Johnson said the task force is trying to get a handle on the Hydrilla before the winter to prevent it from spreading further. He said the plant has already produced tubers like “little potatoes underground,” which will survive for six to 10 years. However, it is possible, he said, to get a handle on the turions, which in October will bud and spread.
Menninger said the plant could cause not only ecological problems for native species, but also could have economic consequences.
“Particularly for Ithaca, the Cayuga Inlet is a great source of revenue. It’s important to the economy because there’s a lot of restaurants and recreation-based businesses that are there,” she said. “If we don’t do something, it will be almost impossible to move boats, whether those are motorized or non-motorized.”
Menninger said to prevent the Hydrilla’s turions from multiplying, the task force has decided to use an herbacide and is waiting for approval from the Department of Environmental Conservation to do so.
According to a task force document, it will cost an estimated $62,350 to apply the herbacide to the entire Inlet.
“Given the time of year,” Menninger said. “Our goal with using the herbacide is to kill all the green part of the plan now, and basically stop the plant in place.”
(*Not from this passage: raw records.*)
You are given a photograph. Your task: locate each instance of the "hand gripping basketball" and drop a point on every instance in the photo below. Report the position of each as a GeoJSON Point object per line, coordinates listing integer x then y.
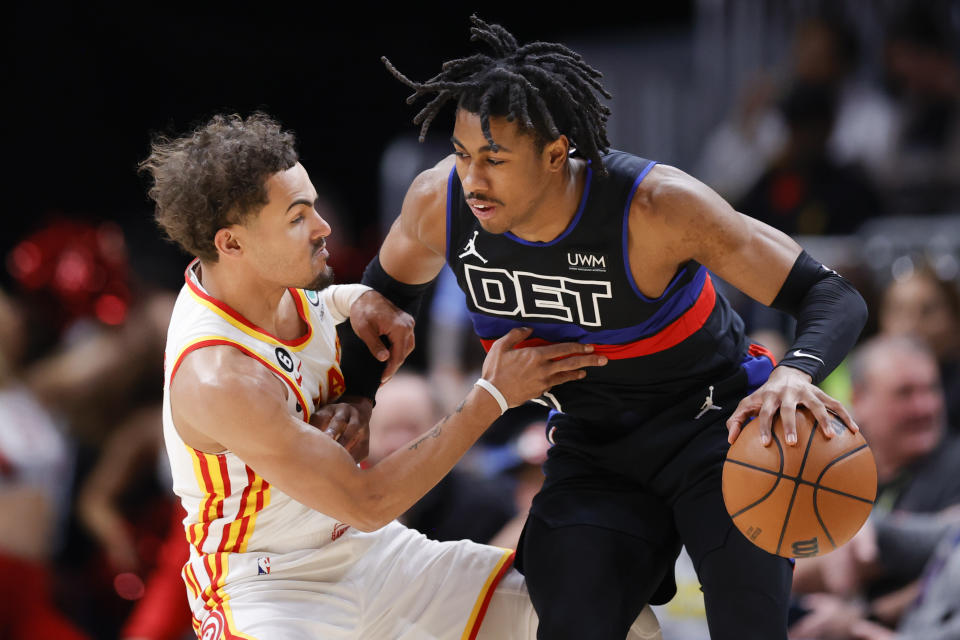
{"type": "Point", "coordinates": [805, 500]}
{"type": "Point", "coordinates": [524, 373]}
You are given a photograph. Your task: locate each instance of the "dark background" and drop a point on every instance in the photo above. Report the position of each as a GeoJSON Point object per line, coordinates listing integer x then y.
{"type": "Point", "coordinates": [88, 84]}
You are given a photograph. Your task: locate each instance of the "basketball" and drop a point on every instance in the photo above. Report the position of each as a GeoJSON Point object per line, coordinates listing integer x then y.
{"type": "Point", "coordinates": [804, 500]}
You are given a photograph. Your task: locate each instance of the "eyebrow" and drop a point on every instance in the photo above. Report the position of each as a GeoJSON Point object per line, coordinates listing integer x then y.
{"type": "Point", "coordinates": [299, 201]}
{"type": "Point", "coordinates": [485, 147]}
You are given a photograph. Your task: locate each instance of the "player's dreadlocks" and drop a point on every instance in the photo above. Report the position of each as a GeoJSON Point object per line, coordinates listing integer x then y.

She said hopefully by killing all the green parts of the plant, it will buy them time to pull together more resources.
Becky Robinson, coach of the women’s crew team, which practices and docks its boats by the Inlet, said she noticed the Hydrilla at the end of summer.
Robinson said she supports treatment of the Hydrilla, and the team will continue to practice until the herbacide is applied.
“As long as we follow safe boating practices, as in wiping down and cleaning the boats when we come in, not rolling through the Hydrilla, as they put it ‘we can’t keep you off,’” she said. “They’re asking boaters not to boat, but at the same time, until they actually pass it, there’s no law saying people can’t boat.”
Menninger said she hopes that since Hydrilla was caught in the Cayuga Inlet so soon, it can be taken care of.
“We caught it early and we have a real opportunity to act,” she said. “So we need to act fast.”